Tetracycline HCl and oxytetracycline are generally well tolerated, but can produce gastrointestinal disturbances. Like all cyclines, first generation molecules can inhibit skeletal growth in the developing fetus and cause discoloration of growing teeth (particularly with tetracycline HCl). Cyclines are therefore contraindicated during pregnancy and in young children (under 8-12 years, depending on national licenses).

Doxycycline is noted particularly for causing photosensitivity. This effect is dependent on doxycycline dose, UVA intensity, and skin type.

Photosensitivity also greatly increases the potential for phototoxicity (burning effects and photo-onycholysis. Patients and doctors should therefore be conscious of the dangers of UVA solaria when using doxycycline, and this drug should be used with caution in hot climates during the summer. Non-comedogenic sun-screens that protect against both UVB and UVA should be considered when taking doxycycline (depending on dose and climate).

Minocycline causes a number of rare but severe side effects, including autoimmune disorders (lupus-like syndrome, autoimmune hepatitis, arthritis, thyroiditis, polyarteritis nodosa); and hypersensitivity reactions (pneumonitis, eosinophilia, serum-sickness-like syndrome, DRESS [Drug Reactions with Eosinophilia and Systemic Symptoms] syndrome, arthritis, vasculitis, and hepatitis). It has been postulated that minocycline may generate a specific reactive species that could be responsable for such reactions. Other effects include skin hyperpigmentation (particularly in areas exposed to the sun); single organ dysfunction (early onset, dose-related); Sweet syndrome; pseudotumour cerebri; and vestibular disturbances. In a review of minocycline efficacy and safety in acne, Garner et al. (2002) suggested that because of a lack of proven efficacy advantages over other agents, and an uncertain safety profile, there could be no justification in continuing to use minocycline as a first line therapy in acne, and in France, the national regulatory authority (AFSSAPS) now recommends that oral minocycline should be reserved as a second choice oral antibiotic in acne.

Reference

  • “European recommendations on the use of oral antibiotics for acne” EJD, vol. 14, n° 6, November-December 2004

Analysis

These studies show that the use of antibiotic medication in the treatment of acne is only temporary and what’s worse is, it makes the acne bacteria more and more resistant to antibiotics when used for a long term period. It also identified the serious side effects of using antibiotics that can cause more harm than cure. This clearly means, one does not have to take a medication that can give more health risks without promising any lasting outcome.

Summary and Conclusion

After discussion of the characteristic, mode of action, therapeutic benefits, side effects, and special precautions in the use of Tetracycline, Minocycline and Erythromycin, do the advantages in its use for acne outweigh the disadvantages or is it the other way around, you be the judge!
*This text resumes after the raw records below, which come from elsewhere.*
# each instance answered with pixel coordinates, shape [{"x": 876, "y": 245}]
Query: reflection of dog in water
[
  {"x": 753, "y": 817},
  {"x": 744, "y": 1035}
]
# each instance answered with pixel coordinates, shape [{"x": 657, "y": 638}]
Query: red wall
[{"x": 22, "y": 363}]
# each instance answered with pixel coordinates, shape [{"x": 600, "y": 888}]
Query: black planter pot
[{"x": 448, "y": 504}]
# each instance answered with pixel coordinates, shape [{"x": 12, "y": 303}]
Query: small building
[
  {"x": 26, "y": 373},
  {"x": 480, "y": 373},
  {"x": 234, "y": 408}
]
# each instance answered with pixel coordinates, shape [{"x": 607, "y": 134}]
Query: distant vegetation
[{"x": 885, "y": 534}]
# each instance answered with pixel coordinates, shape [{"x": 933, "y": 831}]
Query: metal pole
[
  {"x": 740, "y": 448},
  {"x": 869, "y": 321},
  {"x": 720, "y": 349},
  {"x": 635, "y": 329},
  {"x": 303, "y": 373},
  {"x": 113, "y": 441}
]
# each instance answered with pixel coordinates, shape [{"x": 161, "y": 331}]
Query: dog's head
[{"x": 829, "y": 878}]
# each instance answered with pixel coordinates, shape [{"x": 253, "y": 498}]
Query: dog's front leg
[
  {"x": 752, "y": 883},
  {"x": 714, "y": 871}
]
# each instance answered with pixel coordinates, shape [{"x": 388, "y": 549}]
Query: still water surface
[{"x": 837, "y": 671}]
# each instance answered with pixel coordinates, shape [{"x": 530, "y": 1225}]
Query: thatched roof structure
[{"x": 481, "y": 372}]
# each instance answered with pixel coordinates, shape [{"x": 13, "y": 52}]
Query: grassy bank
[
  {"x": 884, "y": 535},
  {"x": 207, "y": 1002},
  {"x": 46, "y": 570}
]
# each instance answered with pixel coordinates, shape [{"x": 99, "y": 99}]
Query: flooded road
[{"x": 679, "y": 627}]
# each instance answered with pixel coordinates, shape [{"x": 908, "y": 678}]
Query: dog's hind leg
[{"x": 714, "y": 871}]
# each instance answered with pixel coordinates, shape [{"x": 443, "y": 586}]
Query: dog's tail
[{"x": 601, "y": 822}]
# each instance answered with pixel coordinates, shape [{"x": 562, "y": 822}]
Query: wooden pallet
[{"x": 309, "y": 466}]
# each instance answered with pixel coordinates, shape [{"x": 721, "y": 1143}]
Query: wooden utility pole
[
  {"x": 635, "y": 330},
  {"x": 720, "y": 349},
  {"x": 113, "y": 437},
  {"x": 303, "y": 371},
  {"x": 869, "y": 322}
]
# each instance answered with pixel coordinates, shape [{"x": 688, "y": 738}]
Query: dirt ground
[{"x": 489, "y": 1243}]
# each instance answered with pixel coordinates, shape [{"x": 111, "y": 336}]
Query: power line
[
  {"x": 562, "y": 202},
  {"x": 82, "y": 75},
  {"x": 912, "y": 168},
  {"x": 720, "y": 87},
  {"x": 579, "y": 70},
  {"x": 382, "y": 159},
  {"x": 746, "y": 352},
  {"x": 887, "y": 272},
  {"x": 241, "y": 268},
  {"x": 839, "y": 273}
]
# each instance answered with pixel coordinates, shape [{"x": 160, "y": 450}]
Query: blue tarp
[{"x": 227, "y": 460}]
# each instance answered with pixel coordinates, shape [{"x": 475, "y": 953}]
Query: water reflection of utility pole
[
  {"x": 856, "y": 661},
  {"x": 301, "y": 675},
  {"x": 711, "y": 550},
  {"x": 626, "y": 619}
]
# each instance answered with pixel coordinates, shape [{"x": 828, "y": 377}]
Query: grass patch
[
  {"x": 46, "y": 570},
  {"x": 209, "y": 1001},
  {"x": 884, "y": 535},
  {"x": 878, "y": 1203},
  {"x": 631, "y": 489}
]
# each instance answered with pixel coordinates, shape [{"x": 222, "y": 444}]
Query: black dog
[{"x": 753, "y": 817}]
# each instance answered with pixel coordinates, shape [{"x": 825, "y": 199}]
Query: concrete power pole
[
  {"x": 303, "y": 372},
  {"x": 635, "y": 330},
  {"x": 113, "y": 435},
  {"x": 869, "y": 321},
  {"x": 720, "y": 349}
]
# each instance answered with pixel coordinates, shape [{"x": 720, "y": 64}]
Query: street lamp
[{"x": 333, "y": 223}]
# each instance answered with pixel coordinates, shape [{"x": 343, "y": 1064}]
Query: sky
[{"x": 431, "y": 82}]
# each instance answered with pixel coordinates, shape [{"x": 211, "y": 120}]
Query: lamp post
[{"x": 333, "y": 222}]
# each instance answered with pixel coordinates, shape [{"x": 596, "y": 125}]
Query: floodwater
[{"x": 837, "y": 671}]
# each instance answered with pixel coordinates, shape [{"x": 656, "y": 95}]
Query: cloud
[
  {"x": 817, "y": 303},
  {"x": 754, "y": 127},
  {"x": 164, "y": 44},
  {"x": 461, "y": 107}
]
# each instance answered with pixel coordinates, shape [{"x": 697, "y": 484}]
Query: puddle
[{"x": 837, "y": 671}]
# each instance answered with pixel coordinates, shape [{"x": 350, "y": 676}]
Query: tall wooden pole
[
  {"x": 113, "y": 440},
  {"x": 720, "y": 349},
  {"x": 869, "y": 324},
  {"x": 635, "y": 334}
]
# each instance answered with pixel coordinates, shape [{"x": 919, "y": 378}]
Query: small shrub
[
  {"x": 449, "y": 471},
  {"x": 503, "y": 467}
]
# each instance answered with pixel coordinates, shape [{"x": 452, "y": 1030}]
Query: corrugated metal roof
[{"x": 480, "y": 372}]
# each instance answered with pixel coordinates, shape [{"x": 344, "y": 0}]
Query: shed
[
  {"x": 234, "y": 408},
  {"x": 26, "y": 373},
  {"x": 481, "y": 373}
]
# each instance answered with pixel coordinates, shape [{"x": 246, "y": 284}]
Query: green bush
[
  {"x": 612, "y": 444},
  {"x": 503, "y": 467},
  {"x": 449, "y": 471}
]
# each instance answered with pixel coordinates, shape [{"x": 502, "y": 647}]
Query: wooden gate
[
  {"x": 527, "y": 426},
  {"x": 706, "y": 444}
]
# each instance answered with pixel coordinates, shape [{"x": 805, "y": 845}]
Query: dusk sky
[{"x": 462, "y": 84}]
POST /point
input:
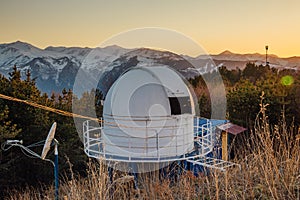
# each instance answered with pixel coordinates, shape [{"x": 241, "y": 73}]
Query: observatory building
[{"x": 149, "y": 117}]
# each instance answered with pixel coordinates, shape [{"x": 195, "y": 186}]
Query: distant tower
[{"x": 267, "y": 47}]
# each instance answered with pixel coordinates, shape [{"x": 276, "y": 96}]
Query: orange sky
[{"x": 216, "y": 25}]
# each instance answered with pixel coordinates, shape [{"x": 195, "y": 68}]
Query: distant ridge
[{"x": 56, "y": 67}]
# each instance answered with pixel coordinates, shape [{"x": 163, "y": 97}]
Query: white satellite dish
[{"x": 48, "y": 141}]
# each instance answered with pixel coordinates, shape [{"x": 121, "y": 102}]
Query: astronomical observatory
[{"x": 149, "y": 119}]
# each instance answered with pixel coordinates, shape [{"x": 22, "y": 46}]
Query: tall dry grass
[{"x": 270, "y": 169}]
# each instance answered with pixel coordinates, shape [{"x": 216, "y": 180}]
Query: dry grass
[{"x": 270, "y": 169}]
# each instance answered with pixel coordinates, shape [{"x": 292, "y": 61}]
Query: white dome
[{"x": 148, "y": 113}]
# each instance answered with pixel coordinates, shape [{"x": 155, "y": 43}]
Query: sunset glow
[{"x": 238, "y": 26}]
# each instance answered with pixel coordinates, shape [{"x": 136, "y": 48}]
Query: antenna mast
[{"x": 267, "y": 47}]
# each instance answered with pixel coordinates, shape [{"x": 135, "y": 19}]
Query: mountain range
[{"x": 56, "y": 68}]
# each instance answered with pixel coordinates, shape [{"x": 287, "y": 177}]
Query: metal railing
[{"x": 95, "y": 145}]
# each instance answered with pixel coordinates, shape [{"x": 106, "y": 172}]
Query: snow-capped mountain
[{"x": 56, "y": 67}]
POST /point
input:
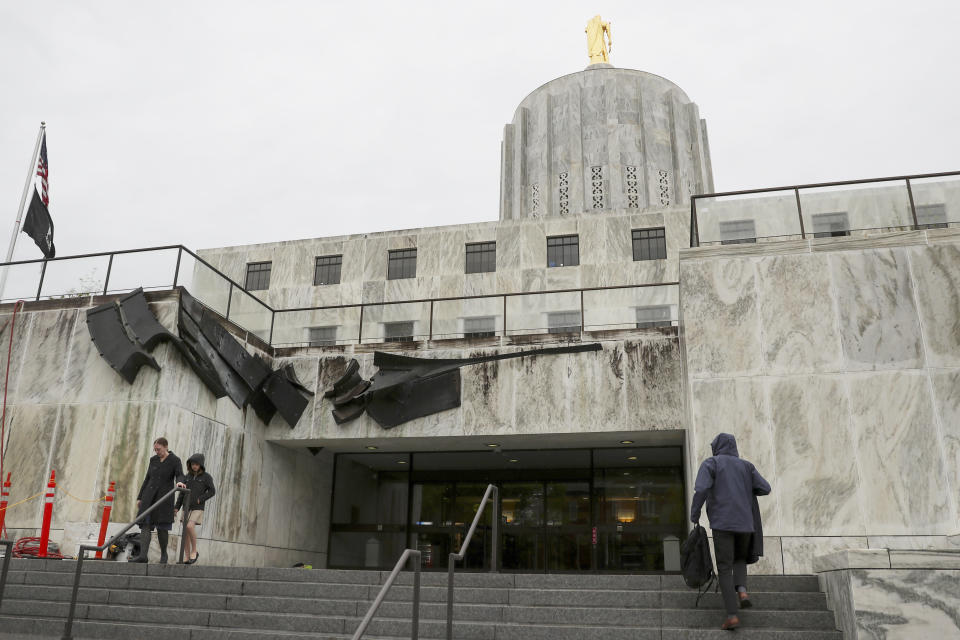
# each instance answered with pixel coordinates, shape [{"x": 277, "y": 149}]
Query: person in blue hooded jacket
[{"x": 730, "y": 486}]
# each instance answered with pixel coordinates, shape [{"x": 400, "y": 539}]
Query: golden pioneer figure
[{"x": 598, "y": 48}]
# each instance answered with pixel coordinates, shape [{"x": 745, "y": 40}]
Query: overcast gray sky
[{"x": 222, "y": 123}]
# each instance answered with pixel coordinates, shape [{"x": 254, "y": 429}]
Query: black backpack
[{"x": 696, "y": 563}]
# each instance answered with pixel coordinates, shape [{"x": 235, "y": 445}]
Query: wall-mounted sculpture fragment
[
  {"x": 125, "y": 330},
  {"x": 405, "y": 387}
]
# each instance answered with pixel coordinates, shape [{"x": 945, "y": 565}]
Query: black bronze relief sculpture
[
  {"x": 405, "y": 387},
  {"x": 124, "y": 331}
]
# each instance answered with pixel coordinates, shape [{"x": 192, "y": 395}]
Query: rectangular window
[
  {"x": 932, "y": 216},
  {"x": 258, "y": 276},
  {"x": 655, "y": 316},
  {"x": 827, "y": 225},
  {"x": 402, "y": 263},
  {"x": 563, "y": 251},
  {"x": 327, "y": 270},
  {"x": 398, "y": 331},
  {"x": 322, "y": 336},
  {"x": 738, "y": 232},
  {"x": 483, "y": 327},
  {"x": 649, "y": 244},
  {"x": 481, "y": 257},
  {"x": 563, "y": 322}
]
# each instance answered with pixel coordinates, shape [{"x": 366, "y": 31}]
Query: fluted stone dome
[{"x": 603, "y": 139}]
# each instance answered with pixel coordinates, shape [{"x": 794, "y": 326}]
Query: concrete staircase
[{"x": 119, "y": 600}]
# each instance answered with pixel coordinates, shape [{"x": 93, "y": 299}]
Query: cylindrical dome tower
[{"x": 599, "y": 140}]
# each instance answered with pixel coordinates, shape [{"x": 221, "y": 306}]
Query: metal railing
[
  {"x": 415, "y": 619},
  {"x": 169, "y": 281},
  {"x": 795, "y": 191},
  {"x": 492, "y": 494},
  {"x": 230, "y": 299},
  {"x": 68, "y": 629}
]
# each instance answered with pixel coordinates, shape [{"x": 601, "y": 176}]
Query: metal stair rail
[
  {"x": 415, "y": 620},
  {"x": 491, "y": 494},
  {"x": 81, "y": 552}
]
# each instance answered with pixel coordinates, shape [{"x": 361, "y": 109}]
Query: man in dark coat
[
  {"x": 165, "y": 472},
  {"x": 729, "y": 485}
]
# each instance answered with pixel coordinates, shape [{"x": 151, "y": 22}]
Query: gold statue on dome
[{"x": 598, "y": 48}]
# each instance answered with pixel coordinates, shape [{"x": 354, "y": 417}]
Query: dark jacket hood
[
  {"x": 198, "y": 458},
  {"x": 723, "y": 445}
]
Unlike Tetracycline and Minocycline that have the approval for use in the treatment of acne, Erythromycin is not included, but, is still being prescribed. So to a patient it is highly important to examine the medications being prescribed to you for acne treatment.

The trend today is towards health and wellness, that is why there are various available alternative supplements to help boost the immune system and nurture the good bacteria in the gut, which will give you an acne free skin and a healthy body. It could be the best option in the treatment of acne, especially if the products have been closely researched, undergone several clinical trials and have been carefully prepared. Lastly, a healthy immune system is still the best way to fight off any bacteria or virus for that matter.